Last March, internal project documents at the AI company Anthropic leaked outside the company through one employee’s mistake. The project, codenamed Capybara, was revealed a month later when the company officially acknowledged it. It was a hacking-focused AI called “Mythos.”
Mythos is a system that finds security flaws in software, and goes a step further by automatically generating tools that can actually exploit those flaws. Finding the flaw and building the exploit are separate jobs, and until now the latter has been considered far harder. Security experts have averaged about two years and two months to complete both ends; Mythos finishes the same work in roughly 20 hours.
The principle is, relatively speaking, simple. The internet hosts public information on around 330,000 known security flaws — originally curated for developer training. Mythos learns from this data, and whenever a software company ships a security patch, it compares the code before and after the patch to figure out, on its own, what the weakness was. “Security flaw” sounds grand, but in practice many flaws are mundane gaps — an identity-verification step missing just before a payment, a refund flow that doesn’t check whether the payer and the account owner are the same person. These omissions, invisible to most human eyes, are immediate prey for Mythos.
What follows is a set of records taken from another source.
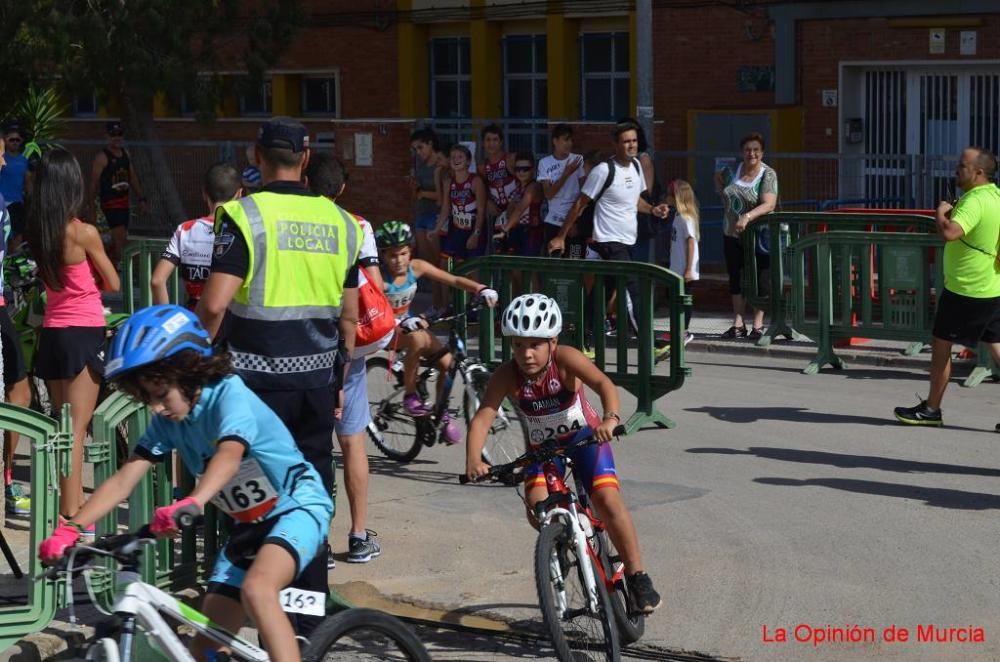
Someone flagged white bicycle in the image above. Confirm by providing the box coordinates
[46,516,431,662]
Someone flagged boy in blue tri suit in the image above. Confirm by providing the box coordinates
[39,305,333,662]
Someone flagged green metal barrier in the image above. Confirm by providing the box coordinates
[742,212,936,353]
[0,403,73,651]
[788,232,944,374]
[454,255,691,432]
[122,239,185,315]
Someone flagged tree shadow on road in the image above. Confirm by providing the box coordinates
[686,446,1000,476]
[754,477,1000,510]
[684,407,980,434]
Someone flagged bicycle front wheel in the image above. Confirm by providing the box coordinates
[535,521,621,662]
[302,609,431,662]
[365,356,423,462]
[464,364,528,465]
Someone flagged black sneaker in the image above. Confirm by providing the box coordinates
[347,529,382,563]
[625,571,660,614]
[892,400,943,428]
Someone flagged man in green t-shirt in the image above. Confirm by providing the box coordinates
[894,147,1000,430]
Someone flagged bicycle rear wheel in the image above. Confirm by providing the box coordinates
[535,521,621,662]
[365,356,423,462]
[302,609,431,662]
[464,364,528,464]
[595,531,646,646]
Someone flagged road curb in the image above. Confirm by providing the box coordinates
[687,338,944,370]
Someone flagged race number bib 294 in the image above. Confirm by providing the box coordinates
[524,398,587,444]
[212,457,278,523]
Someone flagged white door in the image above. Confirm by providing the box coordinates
[863,65,1000,208]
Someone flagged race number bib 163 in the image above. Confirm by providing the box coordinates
[451,211,473,235]
[212,457,278,523]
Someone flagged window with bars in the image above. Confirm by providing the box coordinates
[240,79,271,115]
[301,72,340,116]
[430,37,472,118]
[580,32,631,120]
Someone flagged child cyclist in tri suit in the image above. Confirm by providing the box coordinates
[466,294,660,614]
[375,221,498,444]
[479,124,517,253]
[149,163,242,310]
[437,144,487,269]
[39,305,333,662]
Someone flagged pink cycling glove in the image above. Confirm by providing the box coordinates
[38,524,80,563]
[149,497,201,536]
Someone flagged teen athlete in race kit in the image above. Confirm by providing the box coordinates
[437,145,487,269]
[150,163,242,310]
[375,221,499,444]
[39,305,333,661]
[466,294,660,614]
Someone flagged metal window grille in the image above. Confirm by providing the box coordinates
[580,32,630,121]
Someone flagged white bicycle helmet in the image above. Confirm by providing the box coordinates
[501,294,562,338]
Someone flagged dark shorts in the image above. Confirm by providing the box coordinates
[932,290,1000,347]
[441,227,480,260]
[542,223,587,260]
[35,326,106,379]
[101,207,129,230]
[507,225,545,257]
[0,306,28,388]
[7,202,27,239]
[722,235,771,296]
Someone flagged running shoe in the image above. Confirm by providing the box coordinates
[347,529,382,563]
[441,413,462,446]
[403,393,431,418]
[4,483,31,517]
[892,400,944,428]
[625,571,661,614]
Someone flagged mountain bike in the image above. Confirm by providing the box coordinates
[459,426,645,661]
[367,302,528,464]
[45,513,431,662]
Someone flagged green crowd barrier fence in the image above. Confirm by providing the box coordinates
[741,212,936,353]
[788,232,944,374]
[453,255,691,432]
[122,239,185,315]
[0,403,73,651]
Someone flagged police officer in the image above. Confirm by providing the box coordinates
[196,117,362,635]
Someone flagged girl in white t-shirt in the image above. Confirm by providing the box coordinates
[667,179,701,344]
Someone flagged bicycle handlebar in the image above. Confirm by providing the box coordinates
[400,294,485,333]
[458,425,626,485]
[44,509,204,579]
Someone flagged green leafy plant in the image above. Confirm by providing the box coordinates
[12,86,66,159]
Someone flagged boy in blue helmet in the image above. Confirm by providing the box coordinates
[39,305,333,661]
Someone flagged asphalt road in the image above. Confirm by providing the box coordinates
[330,353,1000,661]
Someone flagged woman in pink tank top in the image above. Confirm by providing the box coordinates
[25,149,119,519]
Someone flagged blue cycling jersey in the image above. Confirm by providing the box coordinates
[135,375,333,523]
[382,267,417,319]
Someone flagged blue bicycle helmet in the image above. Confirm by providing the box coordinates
[104,304,212,379]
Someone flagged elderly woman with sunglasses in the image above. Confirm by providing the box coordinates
[715,133,778,338]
Rather than releasing Mythos publicly, Anthropic ran a program called “Glasswing” that made the tool available for trial to roughly 50 large technology companies. The participating companies reported that, given an environment with unlimited tokens, Mythos effectively broke into every system tested. When that fact reached the public, the International Monetary Fund and the European Central Bank expressed concern, and in Korea, the Ministry of Science and ICT and the Financial Services Commission held an emergency meeting with the banking sector in mid-April.
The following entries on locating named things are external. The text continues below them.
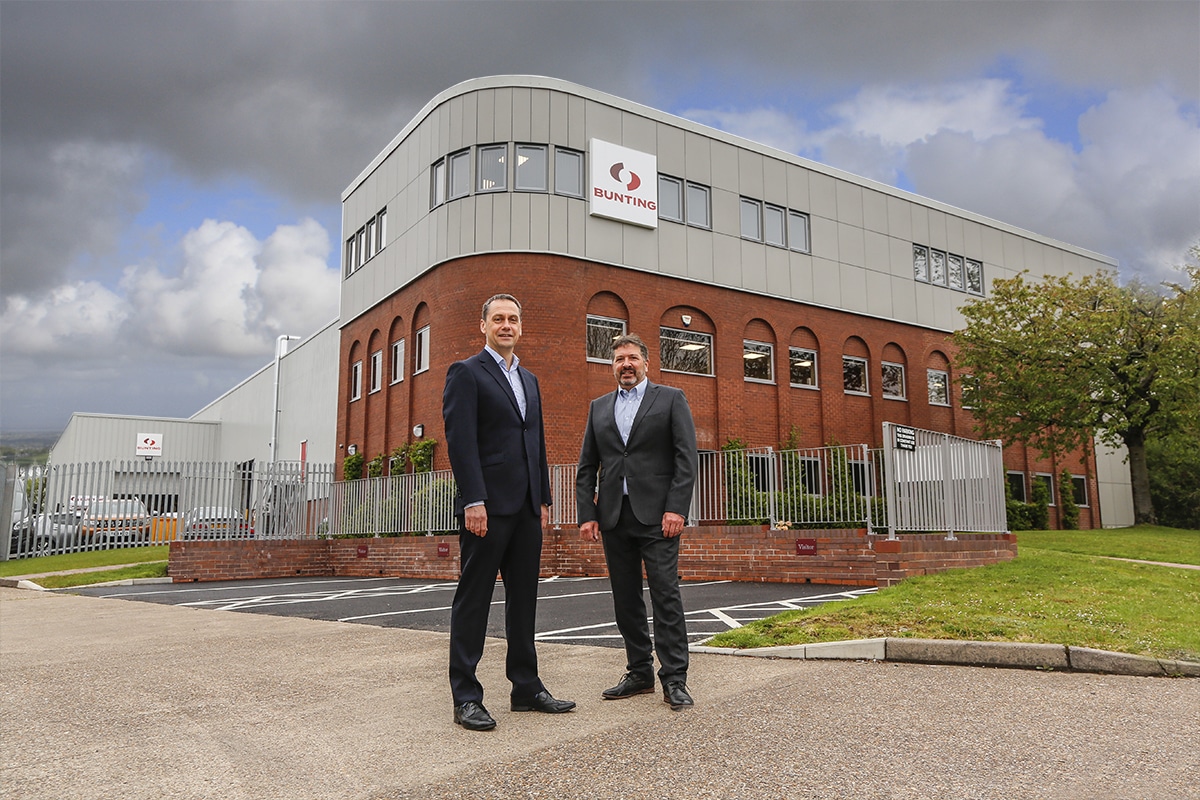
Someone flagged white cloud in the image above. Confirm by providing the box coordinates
[7,219,338,359]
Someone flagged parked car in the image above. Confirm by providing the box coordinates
[79,498,150,545]
[182,506,254,539]
[34,511,83,555]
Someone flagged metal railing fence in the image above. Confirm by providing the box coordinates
[0,459,334,558]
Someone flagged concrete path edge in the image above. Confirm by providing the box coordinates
[690,637,1200,678]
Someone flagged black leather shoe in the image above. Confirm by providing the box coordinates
[512,690,575,714]
[662,680,692,711]
[454,703,496,730]
[600,672,654,700]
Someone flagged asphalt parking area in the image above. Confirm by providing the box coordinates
[70,577,875,648]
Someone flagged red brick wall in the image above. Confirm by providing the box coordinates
[169,527,1016,587]
[336,253,1100,528]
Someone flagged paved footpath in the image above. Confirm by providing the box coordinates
[0,588,1200,800]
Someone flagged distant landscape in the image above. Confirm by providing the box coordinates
[0,431,62,465]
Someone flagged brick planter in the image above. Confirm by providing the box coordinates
[169,525,1016,587]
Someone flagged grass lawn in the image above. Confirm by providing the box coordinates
[706,527,1200,661]
[0,545,169,589]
Hacking AIs are not, in themselves, a new concept. Microsoft has used automated tooling to audit its own Windows code since 2007. In 2016, the U.S. Department of Defense ran a competition pitting computers against one another in attack and defense; the winning entry was acclaimed as the first fully automated attack-and-defense machine and was put on display at the Smithsonian. The core technology was developed by a Korean graduate student studying in the U.S. Last year’s large-scale, LLM-based hacking competition was also won by a team built around Koreans. The underlying skill exists in Korea in full measure.
But between attack and defense lies a structural time gap. The attacker fires up the AI once and gets a result. The defender takes weeks to months — write the report, get approval, secure budget, deploy the solution. The security academy calls this “the asymmetry of time.”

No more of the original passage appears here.